This article was produced with the support of United Nations Economic Commission for Africa (ECA)
With climate change accelerating and climate-linked disasters increasing, countries around the world are racing to build resilient infrastructure. However, African countries, already facing debt crises, are only able to attract a fraction of the financing they require.
Speakers at a roundtable discussion on the sidelines of the ECA’s COM2025 said that Africa could utilise some innovative funding instruments to access the required investments.
Joseph Intsiful, Senior Climate Information and Early Warning Systems Specialist at the Green Climate Fund, said green bonds and sustainability-linked bonds are gaining traction as viable instruments to drive climate investment.
Ntsiful pointed to successful examples across the continent, such as South Africa’s first sovereign green bond launched in 2023. “The government used $200 million in green bonds to finance renewable energy and climate-resilient projects,” he noted.

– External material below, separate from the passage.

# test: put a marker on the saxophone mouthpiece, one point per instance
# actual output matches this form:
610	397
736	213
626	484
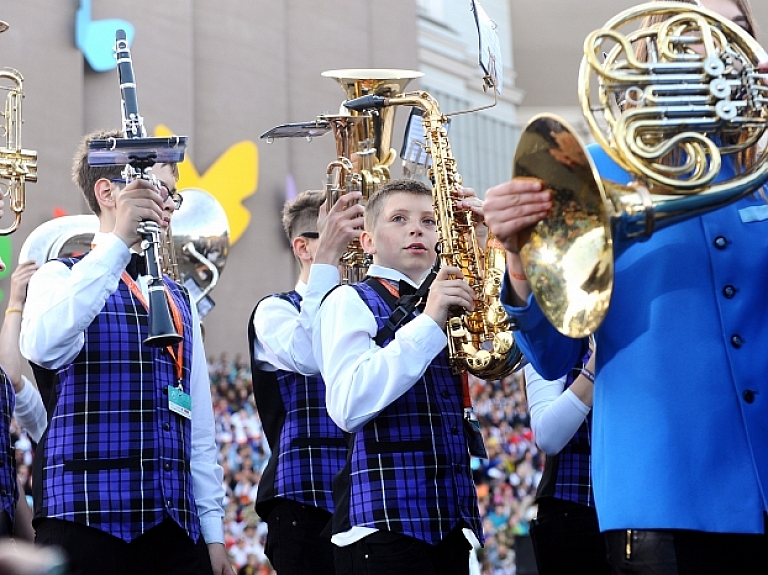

Similarly, Morocco’s green bond initiative has bolstered the Noor Ouarzazate solar complex, one of the largest in the world.
Beyond green bonds, public-private partnerships are playing a crucial role in mobilizing climate finance and risk-sharing. “Public service sector partnerships are critical in terms of mobilizing climate finance and enabling other parties, particularly the private sector, to participate in this very important resource mobilization,” Ntsiful explained.
Reflecting on the role of debt swaps, Jean-Paul Adam, Director for Policy, Monitoring and Advocacy in the Office of the Special Advisor on Africa to the United Nations Secretary General, cautioned that while they provide some relief, they are not a substitute for full debt restructuring in cases where countries are in financial distress.
However, debt swaps do hold promise for creating fiscal space, particularly in African nations struggling with high debt servicing costs.
“The opportunity to improve your fiscal space is key because the cost of servicing debt, particularly in African countries, whether they are middle-income or low-income, has dramatically increased in recent years. And this is linked to the problem of the cost of capital,” he said.
Adam stressed that for debt swaps to be truly effective, they must benefit vulnerable communities rather than serving narrow interests.